Christian Hans Müller ist CEO und Gründer von Hanscraft & Co in Aschaffenburg – ein moderner Klassiker innerhalb der deutschen Craft Beer-Szene. Sein Backbone Splitter galt lange als eines der besten India Pale Ales aus deutscher Produktion. In diesem Jahr wird die Brauerei zehn Jahre alt. Zum Geburtstag gibt’s eine eigene Brauerei. Endlich. 

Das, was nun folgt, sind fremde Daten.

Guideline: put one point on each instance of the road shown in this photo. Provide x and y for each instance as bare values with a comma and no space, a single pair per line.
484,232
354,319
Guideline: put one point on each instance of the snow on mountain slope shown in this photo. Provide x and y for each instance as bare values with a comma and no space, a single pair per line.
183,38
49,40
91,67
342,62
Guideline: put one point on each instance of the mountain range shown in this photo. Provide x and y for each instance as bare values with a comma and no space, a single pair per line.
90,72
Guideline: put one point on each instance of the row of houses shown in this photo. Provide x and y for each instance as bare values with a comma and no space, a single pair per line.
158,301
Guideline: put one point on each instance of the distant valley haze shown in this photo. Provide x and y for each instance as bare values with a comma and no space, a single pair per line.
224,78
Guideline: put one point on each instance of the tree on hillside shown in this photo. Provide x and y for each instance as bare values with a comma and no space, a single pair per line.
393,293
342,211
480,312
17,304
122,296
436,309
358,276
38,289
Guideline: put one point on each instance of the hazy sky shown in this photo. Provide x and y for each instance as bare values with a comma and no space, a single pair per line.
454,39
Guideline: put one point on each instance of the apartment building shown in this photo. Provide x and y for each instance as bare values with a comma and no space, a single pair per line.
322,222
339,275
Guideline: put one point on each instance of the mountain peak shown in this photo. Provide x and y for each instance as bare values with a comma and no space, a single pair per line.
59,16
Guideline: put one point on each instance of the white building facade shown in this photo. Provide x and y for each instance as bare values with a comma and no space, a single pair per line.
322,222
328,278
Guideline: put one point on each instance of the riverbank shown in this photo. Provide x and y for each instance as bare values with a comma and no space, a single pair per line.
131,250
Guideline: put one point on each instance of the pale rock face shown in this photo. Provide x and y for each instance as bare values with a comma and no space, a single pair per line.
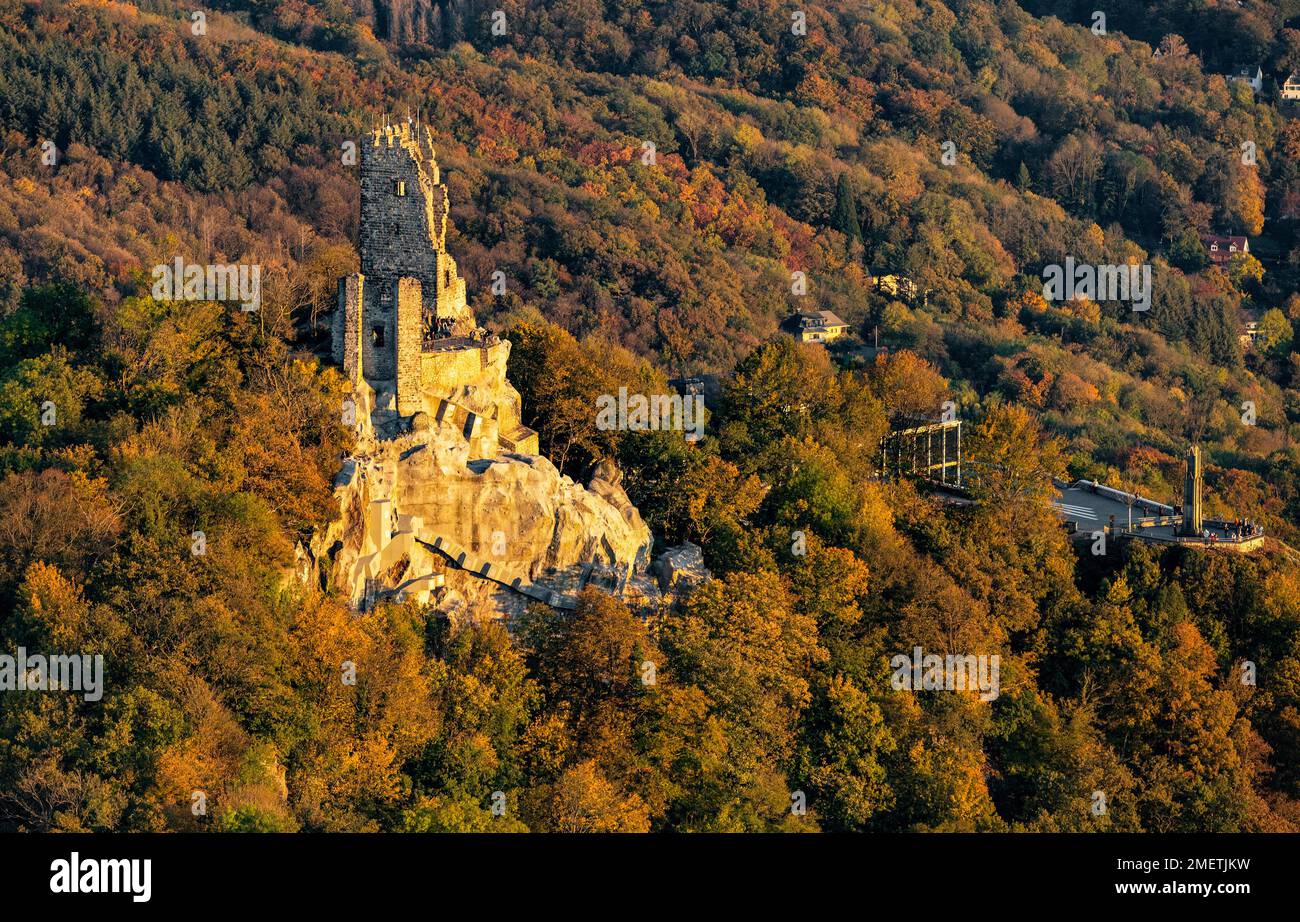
446,500
515,519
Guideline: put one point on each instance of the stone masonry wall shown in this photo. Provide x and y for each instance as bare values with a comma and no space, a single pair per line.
408,337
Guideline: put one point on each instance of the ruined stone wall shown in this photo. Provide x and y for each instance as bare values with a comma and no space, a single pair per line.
347,327
408,334
378,329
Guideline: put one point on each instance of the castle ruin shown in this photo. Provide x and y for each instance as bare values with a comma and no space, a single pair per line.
403,332
446,498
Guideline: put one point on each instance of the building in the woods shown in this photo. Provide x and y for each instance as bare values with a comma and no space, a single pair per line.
1223,247
1092,510
817,327
1251,74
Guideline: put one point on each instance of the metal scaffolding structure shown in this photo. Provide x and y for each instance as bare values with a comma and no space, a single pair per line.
931,451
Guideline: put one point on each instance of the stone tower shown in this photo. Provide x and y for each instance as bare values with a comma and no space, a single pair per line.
403,332
1192,494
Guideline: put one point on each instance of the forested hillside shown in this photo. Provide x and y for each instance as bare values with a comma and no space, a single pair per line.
649,178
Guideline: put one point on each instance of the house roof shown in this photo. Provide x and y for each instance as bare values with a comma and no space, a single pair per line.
823,317
1225,241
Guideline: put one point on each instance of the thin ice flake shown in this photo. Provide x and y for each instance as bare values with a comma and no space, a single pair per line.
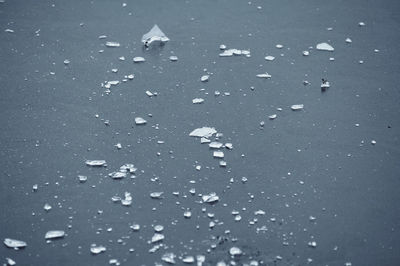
325,47
154,35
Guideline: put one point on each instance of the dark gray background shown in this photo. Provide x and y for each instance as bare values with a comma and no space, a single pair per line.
48,130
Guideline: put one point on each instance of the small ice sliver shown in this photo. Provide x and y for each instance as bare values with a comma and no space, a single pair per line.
54,234
203,132
325,47
95,162
155,34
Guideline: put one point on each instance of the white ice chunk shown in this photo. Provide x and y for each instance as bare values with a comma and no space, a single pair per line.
95,162
113,44
140,121
264,75
210,198
138,59
54,234
155,34
13,243
325,47
203,132
296,107
198,100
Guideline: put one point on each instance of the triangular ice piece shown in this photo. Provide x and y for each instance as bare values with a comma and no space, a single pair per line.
155,34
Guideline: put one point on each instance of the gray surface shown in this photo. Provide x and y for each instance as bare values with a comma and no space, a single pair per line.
49,128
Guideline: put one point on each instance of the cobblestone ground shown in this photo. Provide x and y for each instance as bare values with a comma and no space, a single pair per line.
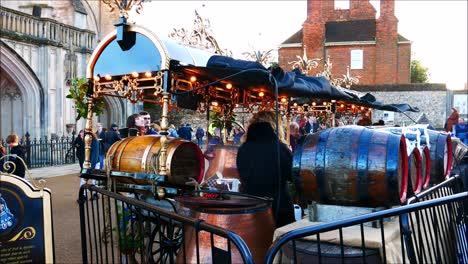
66,219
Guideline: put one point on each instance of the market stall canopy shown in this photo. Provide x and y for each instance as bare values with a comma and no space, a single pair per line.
149,53
252,76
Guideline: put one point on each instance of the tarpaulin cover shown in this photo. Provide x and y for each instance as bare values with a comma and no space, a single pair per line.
253,75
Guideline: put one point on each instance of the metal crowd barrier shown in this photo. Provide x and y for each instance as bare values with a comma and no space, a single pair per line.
432,228
47,151
119,229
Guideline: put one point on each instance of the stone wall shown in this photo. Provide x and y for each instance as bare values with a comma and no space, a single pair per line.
431,99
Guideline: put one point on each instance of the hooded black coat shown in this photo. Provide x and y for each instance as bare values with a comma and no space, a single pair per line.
257,162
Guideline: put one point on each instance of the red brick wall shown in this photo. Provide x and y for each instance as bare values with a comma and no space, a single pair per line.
404,63
361,9
286,55
314,38
386,62
341,58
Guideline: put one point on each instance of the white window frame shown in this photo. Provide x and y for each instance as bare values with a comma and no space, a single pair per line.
357,59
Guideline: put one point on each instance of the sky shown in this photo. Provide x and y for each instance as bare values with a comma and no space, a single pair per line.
437,29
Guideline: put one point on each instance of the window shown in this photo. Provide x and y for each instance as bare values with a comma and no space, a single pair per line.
37,11
341,4
357,59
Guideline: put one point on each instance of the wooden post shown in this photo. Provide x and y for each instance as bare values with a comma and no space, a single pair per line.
164,133
88,138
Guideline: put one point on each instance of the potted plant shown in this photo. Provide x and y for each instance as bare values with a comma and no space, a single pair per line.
80,93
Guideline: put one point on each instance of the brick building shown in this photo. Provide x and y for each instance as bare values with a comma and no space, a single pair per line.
352,37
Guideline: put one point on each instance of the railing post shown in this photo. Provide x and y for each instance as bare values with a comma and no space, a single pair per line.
28,149
73,146
51,151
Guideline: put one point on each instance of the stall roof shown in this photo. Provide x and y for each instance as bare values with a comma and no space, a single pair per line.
254,76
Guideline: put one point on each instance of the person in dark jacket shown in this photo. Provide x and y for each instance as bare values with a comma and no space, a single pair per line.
2,154
112,136
200,134
79,145
257,161
16,152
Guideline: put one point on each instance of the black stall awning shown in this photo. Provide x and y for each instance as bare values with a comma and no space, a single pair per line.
253,76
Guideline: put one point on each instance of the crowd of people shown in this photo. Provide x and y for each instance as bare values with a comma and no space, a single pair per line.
456,125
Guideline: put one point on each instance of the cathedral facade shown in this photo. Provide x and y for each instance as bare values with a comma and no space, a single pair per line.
44,45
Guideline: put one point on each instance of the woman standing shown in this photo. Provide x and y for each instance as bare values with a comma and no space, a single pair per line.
79,145
16,151
259,171
452,120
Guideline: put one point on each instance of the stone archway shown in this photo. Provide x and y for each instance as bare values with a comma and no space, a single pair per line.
22,97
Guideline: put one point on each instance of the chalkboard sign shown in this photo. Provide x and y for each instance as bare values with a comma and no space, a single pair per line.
26,234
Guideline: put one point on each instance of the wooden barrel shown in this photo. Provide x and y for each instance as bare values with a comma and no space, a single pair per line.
425,166
415,170
248,216
140,157
441,155
353,165
224,161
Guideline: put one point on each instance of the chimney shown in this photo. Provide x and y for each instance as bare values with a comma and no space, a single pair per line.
387,9
314,9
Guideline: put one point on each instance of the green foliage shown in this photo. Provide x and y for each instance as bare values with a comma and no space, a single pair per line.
220,121
79,93
419,73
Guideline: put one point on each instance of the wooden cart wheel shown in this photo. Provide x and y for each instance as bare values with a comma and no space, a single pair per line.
165,241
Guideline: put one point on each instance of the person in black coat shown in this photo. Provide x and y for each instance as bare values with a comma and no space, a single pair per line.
112,136
79,145
257,162
16,152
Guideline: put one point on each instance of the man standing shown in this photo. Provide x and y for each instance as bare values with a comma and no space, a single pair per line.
188,132
112,136
149,130
199,135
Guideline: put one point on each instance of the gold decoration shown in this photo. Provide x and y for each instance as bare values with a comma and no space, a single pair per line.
129,87
263,57
327,72
199,37
124,6
347,80
303,63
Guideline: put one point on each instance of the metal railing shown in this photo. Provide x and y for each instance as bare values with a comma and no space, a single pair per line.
119,229
431,229
45,152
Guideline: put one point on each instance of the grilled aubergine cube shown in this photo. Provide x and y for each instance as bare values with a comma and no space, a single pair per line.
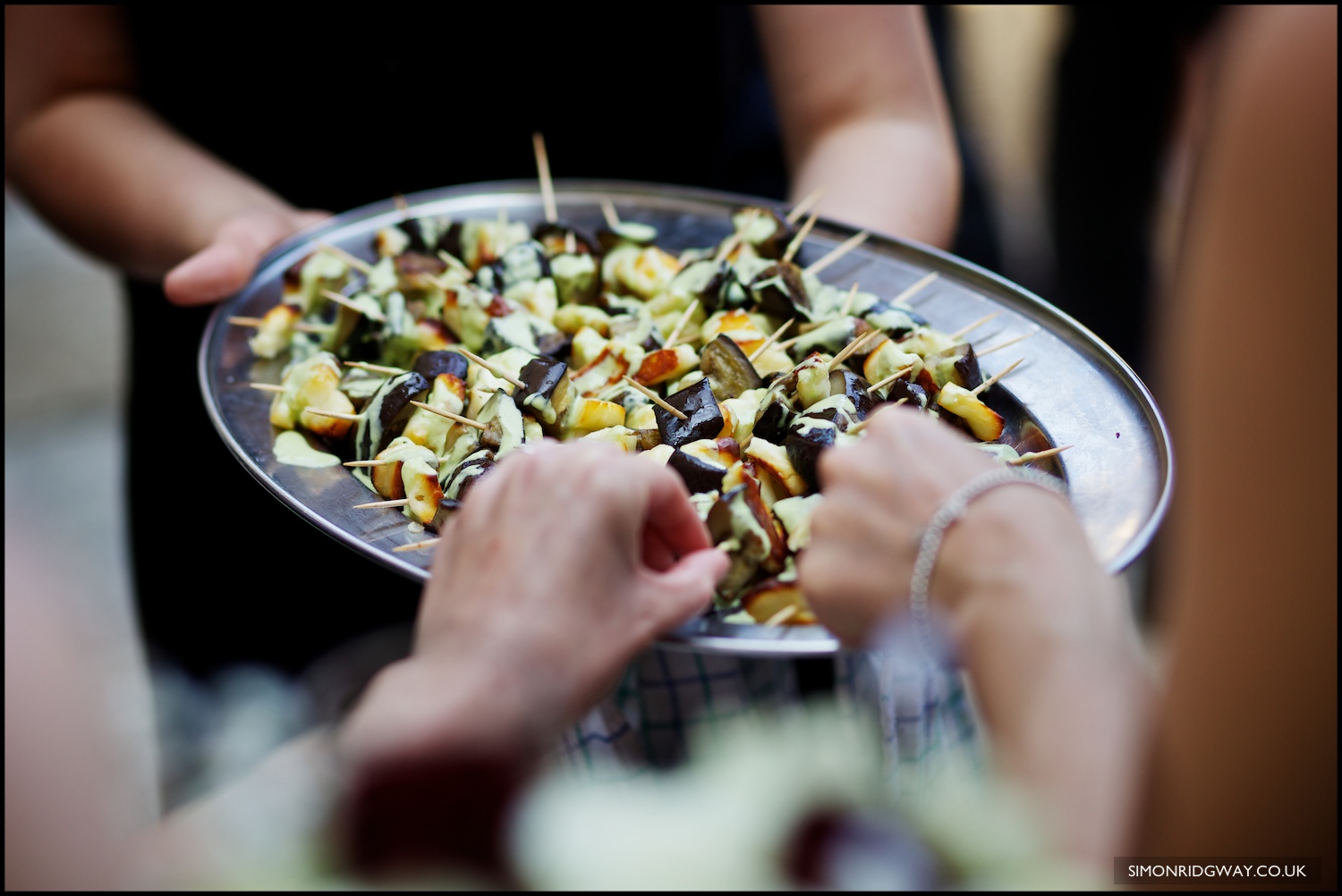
547,389
386,413
780,292
466,474
701,408
985,423
727,368
386,478
770,597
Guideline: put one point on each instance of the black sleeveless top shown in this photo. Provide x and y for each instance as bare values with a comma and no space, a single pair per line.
341,109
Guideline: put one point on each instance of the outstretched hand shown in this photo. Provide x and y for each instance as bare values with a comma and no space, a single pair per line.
560,566
225,266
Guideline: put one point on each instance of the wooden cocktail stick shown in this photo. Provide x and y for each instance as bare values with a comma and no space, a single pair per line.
977,324
542,166
456,418
612,220
988,383
1038,455
340,300
681,324
888,380
1003,345
915,289
658,400
837,252
357,263
773,337
804,206
300,326
375,368
794,246
847,302
853,348
416,546
488,365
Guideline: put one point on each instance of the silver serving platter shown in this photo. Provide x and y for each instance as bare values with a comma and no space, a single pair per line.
1071,385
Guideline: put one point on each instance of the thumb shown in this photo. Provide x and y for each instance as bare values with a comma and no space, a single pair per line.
682,590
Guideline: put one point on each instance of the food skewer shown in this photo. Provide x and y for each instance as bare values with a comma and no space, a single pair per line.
612,219
804,206
980,322
853,348
764,346
354,262
455,418
488,365
416,546
988,383
375,368
837,252
341,300
679,325
542,166
658,400
300,326
1003,345
888,380
794,246
847,302
1036,455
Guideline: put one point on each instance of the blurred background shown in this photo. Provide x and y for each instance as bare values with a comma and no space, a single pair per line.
1075,126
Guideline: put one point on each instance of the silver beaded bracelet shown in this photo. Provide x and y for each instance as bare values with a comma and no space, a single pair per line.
952,510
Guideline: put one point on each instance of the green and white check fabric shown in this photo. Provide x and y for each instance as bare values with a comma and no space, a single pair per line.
668,697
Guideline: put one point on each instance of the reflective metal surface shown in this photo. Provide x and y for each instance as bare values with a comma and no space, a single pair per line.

Mit seinem Bayerisch Nizza erregte Christian Hans Müller 2013 bundesweit Aufmerksamkeit – weil dem Bayerischen Brauerbund die Bezeichnung des Pale Ales missfiel. Unter anderem würden amerikanische Hopfensorten zum Einsatz kommen. Ist das noch bayerisch? Es ist, entschied die Justiz, und Christian Hans Müller, der sich damals erst rund ein Jahr mit seinem Bierlabel selbstständig gemacht hatte, ging weiter seinen Weg. Hanscraft & Co. gehört heute zu den modernen Klassikern der deutschen Craft Beer-Szene und feiert 2022 seinen zehnten Geburtstag. Als Geschenk gibt’s eine eigene Brauerei am Standort Aschaffenburg. Die sollte bereits 2020 an den Start gehen, aber Corona ist nicht unbedingt ein Turbo für solche Pläne. Aber Hans bleibt dran, wie er immer dran geblieben. Die Entscheidung, das Geld mit Bierbrauen zu verdienen, war eine Überzeugungstat, denn eigentlich ist der ehemalige Hobbybrauer studierter Zahnarzt. Das Leben schlägt manchmal seltsame Kurven. “Wichtig ist, hinter dem zu stehen, was man tut”, sagt Hans. Was das genau bedeutet, warum er glaubt, dass Franken trotz hoher Brauereidichte noch eine neue Brauerei vertragen kann und was ihn davon abhielt, eine Kooperation mit einem großen Investor einzugehen, das erzählt er in diesem Podcast.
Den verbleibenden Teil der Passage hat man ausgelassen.